FIG. 1 shows one known combustor system 10 of a turbine engine. The combustor 10 includes a head-end 12, a transition 14, and a liner 16 extending therebetween. The term “combustor head-end” generally refers to the fuel injection/fuel-air premixing portion of the combustor 10. The specific components and geometry in the area of the head-end 12 can vary from combustor to combustor. The liner 16 extends from the combustor head-end 12 and toward the transition 14. The liner 16 can connect between the combustor head-end 12 and the transition 14 in any of a number of ways, as is known in the art.
The liner 16 requires cooling because of the high temperatures of the combustion occurring inside of the liner. At least a portion of the liner can be cooled by air. One known scheme for air-cooling the liner 16 includes providing a flow sleeve 18 to duct air over the hot sections of the liner 16. In one current engine design, a flow sleeve 18 is secured at one end to the head-end 12 of the combustor 10, such as the combustor casing 20. A substantially annular passage 22 can be formed between the flow sleeve 18 and the combustor liner 16, which can be substantially concentric with each other. Air 26 from the compressor section (not shown) can enter the combustor head-end 12 through the annular passage 22.

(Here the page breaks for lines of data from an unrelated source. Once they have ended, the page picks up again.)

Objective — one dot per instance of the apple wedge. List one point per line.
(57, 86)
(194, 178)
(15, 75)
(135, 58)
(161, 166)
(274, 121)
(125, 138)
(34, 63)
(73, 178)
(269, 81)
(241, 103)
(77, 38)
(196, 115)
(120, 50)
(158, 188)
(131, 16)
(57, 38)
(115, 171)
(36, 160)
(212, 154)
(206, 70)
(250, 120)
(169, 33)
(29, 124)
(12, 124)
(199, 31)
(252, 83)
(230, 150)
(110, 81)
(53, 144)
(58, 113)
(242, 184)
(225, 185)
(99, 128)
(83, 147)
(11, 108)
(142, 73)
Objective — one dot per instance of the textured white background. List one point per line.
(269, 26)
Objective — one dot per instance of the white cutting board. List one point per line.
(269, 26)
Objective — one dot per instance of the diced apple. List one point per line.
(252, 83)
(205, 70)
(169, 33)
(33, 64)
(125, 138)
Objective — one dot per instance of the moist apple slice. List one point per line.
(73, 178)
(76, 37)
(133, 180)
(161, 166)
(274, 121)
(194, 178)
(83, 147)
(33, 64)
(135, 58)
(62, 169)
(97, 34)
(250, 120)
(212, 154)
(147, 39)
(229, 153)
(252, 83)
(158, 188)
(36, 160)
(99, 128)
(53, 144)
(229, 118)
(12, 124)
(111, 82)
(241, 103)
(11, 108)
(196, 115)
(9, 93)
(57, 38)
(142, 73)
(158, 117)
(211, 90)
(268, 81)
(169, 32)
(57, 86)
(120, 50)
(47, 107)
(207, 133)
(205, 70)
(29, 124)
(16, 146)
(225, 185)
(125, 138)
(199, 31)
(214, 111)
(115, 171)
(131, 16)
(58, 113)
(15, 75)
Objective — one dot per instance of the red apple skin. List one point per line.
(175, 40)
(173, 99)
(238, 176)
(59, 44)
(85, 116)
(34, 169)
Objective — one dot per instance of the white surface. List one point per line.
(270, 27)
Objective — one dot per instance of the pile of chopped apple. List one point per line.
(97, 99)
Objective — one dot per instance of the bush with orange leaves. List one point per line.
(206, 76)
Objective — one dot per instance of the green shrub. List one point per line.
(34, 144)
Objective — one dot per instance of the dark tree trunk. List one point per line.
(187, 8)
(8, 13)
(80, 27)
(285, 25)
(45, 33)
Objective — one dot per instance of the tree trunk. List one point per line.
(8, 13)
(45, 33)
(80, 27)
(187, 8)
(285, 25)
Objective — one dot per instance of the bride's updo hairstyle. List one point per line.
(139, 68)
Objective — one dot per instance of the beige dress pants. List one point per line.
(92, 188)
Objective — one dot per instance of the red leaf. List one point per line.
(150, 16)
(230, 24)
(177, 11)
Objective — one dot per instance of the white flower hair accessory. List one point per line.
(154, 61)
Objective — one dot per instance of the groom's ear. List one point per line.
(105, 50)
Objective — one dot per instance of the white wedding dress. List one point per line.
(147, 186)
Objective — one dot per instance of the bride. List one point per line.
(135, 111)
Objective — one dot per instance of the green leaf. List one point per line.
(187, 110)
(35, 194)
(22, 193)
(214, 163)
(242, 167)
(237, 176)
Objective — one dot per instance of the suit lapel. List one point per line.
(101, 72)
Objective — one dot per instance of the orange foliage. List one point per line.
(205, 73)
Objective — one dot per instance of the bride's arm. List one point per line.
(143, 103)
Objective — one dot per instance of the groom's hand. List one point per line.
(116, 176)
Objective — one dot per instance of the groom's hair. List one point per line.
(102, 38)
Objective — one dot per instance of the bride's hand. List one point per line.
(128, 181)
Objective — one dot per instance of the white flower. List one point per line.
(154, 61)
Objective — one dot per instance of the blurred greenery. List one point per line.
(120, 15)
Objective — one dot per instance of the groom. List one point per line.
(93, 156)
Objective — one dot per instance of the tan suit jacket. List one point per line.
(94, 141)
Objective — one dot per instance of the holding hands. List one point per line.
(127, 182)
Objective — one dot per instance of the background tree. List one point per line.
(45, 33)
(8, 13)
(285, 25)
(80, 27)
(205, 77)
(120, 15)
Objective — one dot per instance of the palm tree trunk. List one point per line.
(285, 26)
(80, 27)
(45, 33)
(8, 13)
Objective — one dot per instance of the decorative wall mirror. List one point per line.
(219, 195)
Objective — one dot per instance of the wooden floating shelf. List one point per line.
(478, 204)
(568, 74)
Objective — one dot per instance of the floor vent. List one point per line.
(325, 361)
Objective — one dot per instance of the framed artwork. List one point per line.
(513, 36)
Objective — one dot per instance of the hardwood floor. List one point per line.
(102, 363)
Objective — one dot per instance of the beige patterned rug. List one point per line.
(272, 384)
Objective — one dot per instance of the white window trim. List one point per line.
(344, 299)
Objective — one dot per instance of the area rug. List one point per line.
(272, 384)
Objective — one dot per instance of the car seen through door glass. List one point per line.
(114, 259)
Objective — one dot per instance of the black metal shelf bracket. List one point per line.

As the air travels through the passage 22, it is directed along the surface of the combustor liner 12 to provide cooling. However, in some instances, such as when a combustor has long flames, only a relatively small portion of the liner 12 needs to be cooled. Thus, a substantial portion of the air 26 is being used to cool portions of the liner 12 that are not in need of cooling. One consequence of such unnecessary cooling is an increase in system pressure drop, which in turn lowers the efficiency and power of the turbine.
Experience has revealed another problem presented by existing flow sleeves 16. In particular, the use of a flow sleeve 18 tends to increase the non-uniformity of the air flow into the combustor head-end 12. For one engine, it was discovered that the air flow into the head-end 12 is heavily skewed to the outboard radial side (with respect to the direction of the flow through the flow sleeve) whereas other areas experienced little or no flow. These uneven flow distributions can diminish the cooling effectiveness of the flow. In addition, such flow imbalances can lead to a decrease in combustor performance including the production of undesired nitrides of oxygen (NOx).
Thus, there is a need for a flow sleeve that can adequately cool the combustor liner while minimizing the system pressure drop, provide more uniform flow into the combustor, and minimize losses in engine efficiency and power.